Este estudio, publicado en la revista Frontiers in Plant Science, indica que los investigadores a cargo de esta hazaña consiguieron que las lechugas sean sabrosas, nutritivas y que no contengan microorganismos peligrosos en sus hojas pese a haber crecido en un ambiente con poca gravedad y altos niveles de radiación en comparación con la Tierra.

Este experimento fue conducido por la doctora Christina Khodadad del Centro Espacial Kennedy en Florida, quien ordenó a los astronautas de la NASA ubicados en la estación que cultivaran una cosecha de lechugas romanas rojas, conocidas como Outredgeous entre las variedades existentes de esta planta.

Estas hortalizas proveerán un cambio de dieta necesario para los astronautas de la NASA y otras agencias espaciales. Las raciones de alimentos procesados y liofilizados que forman parte del consumo habitual de los ‘hombres del espacio’ no poseen las cantidades necesarias de potasio y vitaminas K, B1 y C que necesitan por lo que las lechugas son un reemplazo óptimo.

¿Cómo fue el proceso de cultivo de las lechugas en la Estación Espacial Internacional?

Este experimento se llevó a cabo entre 2014 y 2016. Para realizarlo, los astronautas a cargo utilizaron semillas esterilizadas plantadas en unas cámaras de crecimiento con iluminación LED y sistema de riego especializado para el espacio llamadas Sistema de Producción de Vegetales, apodadas Veggie para fines prácticos.

Las lechugas crecieron durante 33 a 56 días para luego ser consumidas por los miembros del equipo. El resto del cultivo fue criogenizado y enviado a la Tierra para que los científicos de la agencia lo evalúen química y biológicamente. Paralelamente, las mismas semillas eran cultivadas en nuestro planeta en salas con las mismas condiciones climáticas que en la ISS.

Los análisis posteriores revelaron que la composición de ambos cultivos era similar exceptuando el tejido vegetal de la planta de origen espacial ya que era más rica en nutrientes como potasio, fósforo, azufre y zinc además de fenólicos, elementos conocidos por tener propiedades antivirales, anticancerígenas y antiinflamatorias. Adicionalmente, la investigación arrojó que este cultivo tenía niveles similares de antocianina y otros antioxidantes.

Microorganismos en el espacio

Un detalle en específico dejó perplejos a los analistas a cargo del estudio. Cuando se analizaron los microbios que aparecían en las plantas, se observó que las versiones de la Tierra tenían la variedad “comensales”, un tipo de microorganismo que puede afectar la salud de la planta y su aptitud para consumo humano.

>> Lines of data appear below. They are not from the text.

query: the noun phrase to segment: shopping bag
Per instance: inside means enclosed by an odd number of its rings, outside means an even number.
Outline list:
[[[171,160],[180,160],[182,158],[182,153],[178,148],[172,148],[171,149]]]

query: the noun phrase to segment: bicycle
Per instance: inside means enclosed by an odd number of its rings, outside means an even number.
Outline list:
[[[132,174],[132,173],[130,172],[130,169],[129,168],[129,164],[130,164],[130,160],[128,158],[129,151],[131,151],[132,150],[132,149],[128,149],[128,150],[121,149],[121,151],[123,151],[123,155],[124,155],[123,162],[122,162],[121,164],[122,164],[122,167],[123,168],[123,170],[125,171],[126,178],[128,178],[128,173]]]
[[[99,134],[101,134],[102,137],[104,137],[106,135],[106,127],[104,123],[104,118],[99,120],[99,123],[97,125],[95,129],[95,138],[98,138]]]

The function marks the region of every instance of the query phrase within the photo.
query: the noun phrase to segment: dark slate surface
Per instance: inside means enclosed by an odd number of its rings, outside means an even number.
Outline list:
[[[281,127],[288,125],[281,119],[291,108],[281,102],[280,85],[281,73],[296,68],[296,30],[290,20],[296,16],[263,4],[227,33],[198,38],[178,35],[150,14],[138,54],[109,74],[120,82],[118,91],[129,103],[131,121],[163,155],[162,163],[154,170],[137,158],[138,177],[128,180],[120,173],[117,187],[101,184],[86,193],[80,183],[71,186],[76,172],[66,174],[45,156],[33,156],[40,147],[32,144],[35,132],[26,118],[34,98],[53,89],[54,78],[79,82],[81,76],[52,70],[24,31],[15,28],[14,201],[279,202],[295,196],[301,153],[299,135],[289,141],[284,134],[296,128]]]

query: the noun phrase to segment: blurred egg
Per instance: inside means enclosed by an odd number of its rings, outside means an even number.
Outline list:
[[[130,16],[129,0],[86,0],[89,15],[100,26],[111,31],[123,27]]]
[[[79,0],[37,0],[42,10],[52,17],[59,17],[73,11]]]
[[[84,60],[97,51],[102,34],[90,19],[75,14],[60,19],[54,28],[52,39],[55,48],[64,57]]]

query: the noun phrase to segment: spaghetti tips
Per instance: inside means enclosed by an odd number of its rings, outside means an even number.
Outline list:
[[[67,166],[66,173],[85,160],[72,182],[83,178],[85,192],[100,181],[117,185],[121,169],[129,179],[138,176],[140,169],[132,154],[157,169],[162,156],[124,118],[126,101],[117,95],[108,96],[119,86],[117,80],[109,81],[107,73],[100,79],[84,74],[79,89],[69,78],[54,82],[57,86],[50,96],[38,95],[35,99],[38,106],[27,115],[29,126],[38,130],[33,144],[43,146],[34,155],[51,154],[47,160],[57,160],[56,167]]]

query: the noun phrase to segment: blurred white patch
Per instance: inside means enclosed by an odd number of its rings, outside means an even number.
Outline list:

Tras hacer una secuencia de ADN entre las comunidades de hongos y bacterias que se alojan en las lechugas, descubrieron 15 géneros microbianos abundantes en las hojas y 20 en las raíces, cantidades similares entre ambas vertientes. Este hecho asombró a los investigadores quienes esperaban que las bacterias presentes en las lechugas del espacio fueran distintas.

Por fortuna, se descartó la existencia de alguna bacteria peligrosa para la vida humana como la Salmonella, la S. aureus y la E. coli coliforme. Adicionalmente, los científicos llegaron a la conclusión de que la cantidad de esporas de hongos y moho presente en las lechugas de la ISS también estaba en el rango normal que tienen los productos aptos para consumo humano.

¿Por qué es importante el cultivo de lechugas en el espacio?

Aunque no aplica exclusivamente a las lechugas romanas rojas, la posibilidad de cultivar plantas nutritivas y aptas para consumo humano en el espacio pese a que sus condiciones climáticas son distintas a las de la Tierra serían de suma utilidad para las futuras misiones tripuladas de larga distancia.

Tenemos el caso del programa Artemis, cuya planificación indica que un viaje con astronautas con destino al sur de la Luna se llevará a cabo en 2024. Además, dicho programa también tiene el ambicioso objetivo de llevar a los primeros humanos a la superficie de la evasiva Marte a finales de esta década.

"La capacidad de cultivar alimentos en un sistema sostenible que sea seguro para el consumo de la tripulación será crítica a medida que la NASA avance hacia misiones más largas. Las verduras de hoja verde tipo ensalada pueden cultivarse y consumirse frescas con pocos recursos", explicó Khodadad en el estudio.